Alice Munro. Foto: Derek Shapton
A Alice
Munro algunos le llaman el Chejov canadiense. Yo no puedo opinar, no tengo
elementos de juicio. Sí sé que al menos cumple con aquella máxima chejoviana,
tan citada, según la cual si al comienzo de un relato -o en el primer acto de
una obra de teatro- aparece un clavo en la pared -o una pistola colgada de un
clavo en la pared-, al final ha de aparecer alguien colgado de ese clavo -o alguien
ha de ser muerto con esa pistola: hay varias versiones-. Son muchos los casos
en que esto es así en los macrocuentos de Munro: así por ejemplo, la primera
frase de uno de ellos es una exclamación de tristeza y horror, puesta en boca
de la madre de la narradora, y tras conocer en primera persona la vida entera
de esta mujer, el cuento acaba colgando una monstruosidad de esa tristeza y ese
horror.

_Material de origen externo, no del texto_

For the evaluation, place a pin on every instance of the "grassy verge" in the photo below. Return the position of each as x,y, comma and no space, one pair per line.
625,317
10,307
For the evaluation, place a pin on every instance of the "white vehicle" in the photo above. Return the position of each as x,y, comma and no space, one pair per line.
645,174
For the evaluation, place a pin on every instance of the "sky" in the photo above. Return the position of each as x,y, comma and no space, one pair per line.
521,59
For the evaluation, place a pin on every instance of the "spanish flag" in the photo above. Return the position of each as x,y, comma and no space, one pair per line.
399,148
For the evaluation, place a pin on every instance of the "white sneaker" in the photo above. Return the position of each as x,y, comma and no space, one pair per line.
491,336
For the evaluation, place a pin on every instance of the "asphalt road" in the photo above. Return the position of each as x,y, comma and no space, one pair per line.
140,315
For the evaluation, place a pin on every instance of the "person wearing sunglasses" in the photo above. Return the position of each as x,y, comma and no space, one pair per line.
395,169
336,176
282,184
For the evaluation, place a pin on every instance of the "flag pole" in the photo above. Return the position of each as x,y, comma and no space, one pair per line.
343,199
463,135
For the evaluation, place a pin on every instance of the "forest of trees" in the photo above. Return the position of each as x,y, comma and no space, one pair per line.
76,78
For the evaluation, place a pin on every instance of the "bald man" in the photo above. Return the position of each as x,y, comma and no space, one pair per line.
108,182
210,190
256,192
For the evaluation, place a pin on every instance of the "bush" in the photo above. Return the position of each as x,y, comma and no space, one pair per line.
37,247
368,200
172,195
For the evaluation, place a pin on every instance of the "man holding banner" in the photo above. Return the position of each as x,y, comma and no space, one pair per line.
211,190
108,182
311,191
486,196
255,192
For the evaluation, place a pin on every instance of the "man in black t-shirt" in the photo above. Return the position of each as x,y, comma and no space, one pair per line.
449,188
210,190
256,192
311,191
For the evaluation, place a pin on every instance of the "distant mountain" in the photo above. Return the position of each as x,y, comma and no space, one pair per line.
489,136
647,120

En realidad, en casi todos los cuentos de Alice Munro una anécdota de infancia
atraviesa toda una vida para aparecerse al final y mostrarse como explicación de
muchas cosas, y en eso se parece más a Ross Macdonald, maestro de la novela
negra.
Y si esto no fuera bastante para trasmitir mi recién
adquirido entusiasmo por la escritora canadiense, diré que incluso uno de los
personajes de Demasiada felicidad «detestaba
la palabra “evasión” aplicada a la ficción. Podría haber argumentado, y no solo
por llevar la contraria, que la evasión era la vida real». Diablos, ¿no es eso
lo que trataba de explicar yo al principio de todo esto?